The rate of pothole repairs on local roads in England and Wales has reached an eight-year high, according to a new report.

This shows highways are heading towards “breaking point”, according to the Asphalt Industry Alliance (AIA), which carried out the research.

The annual Alarm survey found that local authorities expect to fix 2.0 million potholes in the current financial year.

That is up 43% compared with 1.4 million during the previous 12 months, and is the highest annual total since 2015/16 when 2.2 million potholes were filled in.

(PA Graphics)

The AIA report said: “This indicates that local authorities, who have a statutory responsibility to keep local roads safe, don’t have the funds to do so in a cost-effective, proactive way, which would allow them to carry out the appropriate maintenance interventions at the right time.”

Just 47% of local road miles were rated as being in a good condition, with 36% adequate and 17% poor.

The survey found that average highway maintenance budgets increased by 2.3% in the 2023/24 financial year compared with the previous 12 months.

But the impact of rising costs due to inflation meant local authorities “effectively experienced a real-terms cut”, the report warned.

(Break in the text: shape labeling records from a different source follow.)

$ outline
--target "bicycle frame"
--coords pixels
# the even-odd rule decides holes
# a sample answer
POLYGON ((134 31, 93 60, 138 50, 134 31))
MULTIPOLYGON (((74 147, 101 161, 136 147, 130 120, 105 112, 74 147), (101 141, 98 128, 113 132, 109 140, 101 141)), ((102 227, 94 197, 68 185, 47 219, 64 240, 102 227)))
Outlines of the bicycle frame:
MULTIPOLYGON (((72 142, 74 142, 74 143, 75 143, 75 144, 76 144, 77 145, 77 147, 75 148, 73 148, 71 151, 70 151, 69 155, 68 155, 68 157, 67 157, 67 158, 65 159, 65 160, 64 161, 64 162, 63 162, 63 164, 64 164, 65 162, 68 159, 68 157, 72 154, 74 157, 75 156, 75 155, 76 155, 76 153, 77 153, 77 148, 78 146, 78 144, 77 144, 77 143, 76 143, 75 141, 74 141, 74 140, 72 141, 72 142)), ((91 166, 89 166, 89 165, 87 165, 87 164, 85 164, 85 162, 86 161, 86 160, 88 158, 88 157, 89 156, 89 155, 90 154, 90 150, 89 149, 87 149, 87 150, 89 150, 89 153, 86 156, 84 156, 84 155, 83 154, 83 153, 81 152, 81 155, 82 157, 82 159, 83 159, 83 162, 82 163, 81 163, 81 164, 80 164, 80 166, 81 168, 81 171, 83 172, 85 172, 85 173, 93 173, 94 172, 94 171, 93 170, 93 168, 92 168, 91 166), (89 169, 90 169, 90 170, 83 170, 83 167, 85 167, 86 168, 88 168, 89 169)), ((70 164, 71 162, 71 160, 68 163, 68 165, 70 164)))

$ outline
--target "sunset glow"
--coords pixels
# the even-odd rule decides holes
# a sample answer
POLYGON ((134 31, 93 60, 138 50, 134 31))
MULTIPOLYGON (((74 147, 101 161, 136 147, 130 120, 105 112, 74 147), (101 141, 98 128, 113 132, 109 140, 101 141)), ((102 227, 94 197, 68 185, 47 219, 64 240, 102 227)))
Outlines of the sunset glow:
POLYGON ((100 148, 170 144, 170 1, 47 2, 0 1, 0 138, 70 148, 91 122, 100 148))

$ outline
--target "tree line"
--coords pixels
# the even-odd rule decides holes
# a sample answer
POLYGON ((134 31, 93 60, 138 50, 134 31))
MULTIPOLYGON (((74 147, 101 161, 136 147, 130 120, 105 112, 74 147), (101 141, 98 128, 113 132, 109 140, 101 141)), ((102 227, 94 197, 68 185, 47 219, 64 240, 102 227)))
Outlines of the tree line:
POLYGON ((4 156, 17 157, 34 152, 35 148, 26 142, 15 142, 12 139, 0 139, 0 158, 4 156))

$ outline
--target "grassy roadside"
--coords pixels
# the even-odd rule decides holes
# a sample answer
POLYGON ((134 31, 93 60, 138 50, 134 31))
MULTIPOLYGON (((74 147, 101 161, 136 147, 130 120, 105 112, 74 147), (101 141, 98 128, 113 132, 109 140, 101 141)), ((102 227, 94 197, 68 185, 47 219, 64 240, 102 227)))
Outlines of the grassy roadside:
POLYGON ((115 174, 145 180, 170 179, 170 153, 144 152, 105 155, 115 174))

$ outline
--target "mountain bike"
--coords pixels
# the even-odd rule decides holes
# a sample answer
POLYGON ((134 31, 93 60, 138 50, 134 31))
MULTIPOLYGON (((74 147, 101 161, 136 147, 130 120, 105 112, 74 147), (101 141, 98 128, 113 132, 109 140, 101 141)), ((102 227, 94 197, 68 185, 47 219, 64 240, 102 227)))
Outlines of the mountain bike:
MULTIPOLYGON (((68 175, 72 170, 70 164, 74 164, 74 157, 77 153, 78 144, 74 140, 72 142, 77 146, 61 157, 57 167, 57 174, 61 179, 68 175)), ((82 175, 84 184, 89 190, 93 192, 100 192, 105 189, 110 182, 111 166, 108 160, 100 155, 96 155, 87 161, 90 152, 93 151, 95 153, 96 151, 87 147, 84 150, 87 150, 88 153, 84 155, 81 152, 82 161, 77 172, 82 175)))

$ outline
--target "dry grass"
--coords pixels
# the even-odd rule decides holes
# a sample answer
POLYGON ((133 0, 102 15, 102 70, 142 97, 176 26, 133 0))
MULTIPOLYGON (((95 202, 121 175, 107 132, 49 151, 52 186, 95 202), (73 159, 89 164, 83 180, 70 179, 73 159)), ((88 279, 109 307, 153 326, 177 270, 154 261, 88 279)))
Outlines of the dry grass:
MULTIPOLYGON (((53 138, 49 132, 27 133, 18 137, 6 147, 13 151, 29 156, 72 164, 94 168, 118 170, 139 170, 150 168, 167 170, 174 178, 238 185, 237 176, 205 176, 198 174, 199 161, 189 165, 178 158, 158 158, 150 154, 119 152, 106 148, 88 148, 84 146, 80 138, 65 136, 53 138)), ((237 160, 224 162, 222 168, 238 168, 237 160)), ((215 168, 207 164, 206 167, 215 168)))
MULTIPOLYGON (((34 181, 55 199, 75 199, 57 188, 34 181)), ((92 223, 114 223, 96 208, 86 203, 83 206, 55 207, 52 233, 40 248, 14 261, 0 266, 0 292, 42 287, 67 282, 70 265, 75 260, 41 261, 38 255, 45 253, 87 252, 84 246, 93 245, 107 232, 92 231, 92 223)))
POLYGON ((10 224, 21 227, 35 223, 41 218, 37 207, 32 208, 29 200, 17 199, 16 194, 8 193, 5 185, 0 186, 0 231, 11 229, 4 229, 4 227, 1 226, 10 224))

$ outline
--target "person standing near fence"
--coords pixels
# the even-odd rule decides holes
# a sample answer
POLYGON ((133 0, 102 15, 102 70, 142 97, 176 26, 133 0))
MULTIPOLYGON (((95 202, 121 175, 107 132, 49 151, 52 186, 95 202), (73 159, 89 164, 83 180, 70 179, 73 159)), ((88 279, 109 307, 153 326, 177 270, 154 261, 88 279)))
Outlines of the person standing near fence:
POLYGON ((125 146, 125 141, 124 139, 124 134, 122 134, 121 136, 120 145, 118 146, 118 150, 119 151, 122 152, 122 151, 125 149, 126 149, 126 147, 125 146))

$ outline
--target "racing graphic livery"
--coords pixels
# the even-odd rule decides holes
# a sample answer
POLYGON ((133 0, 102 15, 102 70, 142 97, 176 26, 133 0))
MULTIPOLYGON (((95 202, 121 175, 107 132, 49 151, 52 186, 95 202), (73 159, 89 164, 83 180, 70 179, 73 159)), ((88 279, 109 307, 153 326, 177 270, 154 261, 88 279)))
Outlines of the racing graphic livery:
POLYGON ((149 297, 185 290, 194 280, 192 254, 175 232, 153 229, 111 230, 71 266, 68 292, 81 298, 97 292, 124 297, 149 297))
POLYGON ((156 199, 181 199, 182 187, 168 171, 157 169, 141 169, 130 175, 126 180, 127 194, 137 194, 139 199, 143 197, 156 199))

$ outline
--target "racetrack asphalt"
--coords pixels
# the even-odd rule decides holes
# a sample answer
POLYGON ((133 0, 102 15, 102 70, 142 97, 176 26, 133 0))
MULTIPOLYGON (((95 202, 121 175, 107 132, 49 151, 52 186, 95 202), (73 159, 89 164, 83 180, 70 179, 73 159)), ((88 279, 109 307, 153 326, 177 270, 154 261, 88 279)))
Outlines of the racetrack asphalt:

Meanwhile, the amount needed to fix the backlog of local road repairs has reached a record £16.3 billion, up 16% from £14.0 billion a year ago.

(PA Graphics)

AIA chairman Rick Green said: “Local authorities have a bit more money to spend this year but the impact of rising costs due to inflation means they have actually been able to do less with it.

“Couple this with the effects of the extreme weather we are increasingly facing, and the result is that the rate at which local roads are suffering is accelerating towards breaking point.”

The survey found that an estimated 2.0 million potholes will be filled by councils in the 2023/24 financial year, up from 1.4 million during the previous 12 months.

This is the most since 2015/16.

In October 2023, the Government announced it would provide £8.3 billion of extra funding over 11 years to fix potholes in England.

This was part of the Network North strategy to use money saved by scrapping the planned extension of HS2 north of Birmingham.

Mr Green said: “There’s still a mountain to climb when it comes to fixing our local roads.

“While it’s great that English local authorities should be getting more money from the Government through its Network North funding, it’s clearly not going to be enough to halt the decline.”

Local Government Association transport spokesman Darren Rodwell said: “This report reveals in stark terms the huge challenge facing councils in maintaining the local roads network, which nearly everyone relies on.

“The backlog of repairs now stands at almost double the extra amount that Government has promised over the next 11 years.”

AA president Edmund King said: “Our breakdown data shows that 2023 was the worst year for potholes for five years.

“Arguably the road network is a local council’s biggest asset, but not enough planned investment and repairs are being made to make streets safer and smoother for drivers and those on two wheels.”

Nicholas Lyes, director of policy and standards at charity IAM RoadSmart, said: “The AIA’s report lays bare the crumbling state of our road network as well as the effort and money now required to fix it.

“Notwithstanding the financial headache pothole-related damage does to the vehicle’s owner, our crater-laden roads are posing a serious road safety hazard.”

A Department for Transport spokesman said: “We’re taking decisive action to resurface roads and fix potholes by investing an extra £8.3 billion of reallocated HS2 funding, the biggest ever funding increase for local road improvements and enough to resurface over 5,000 miles of roads across the country.

“In addition, we have made £150 million available for local authorities right now meaning funding for most authorities has increased by almost a third compared to last year, with a further £150 million to follow in the coming financial year.”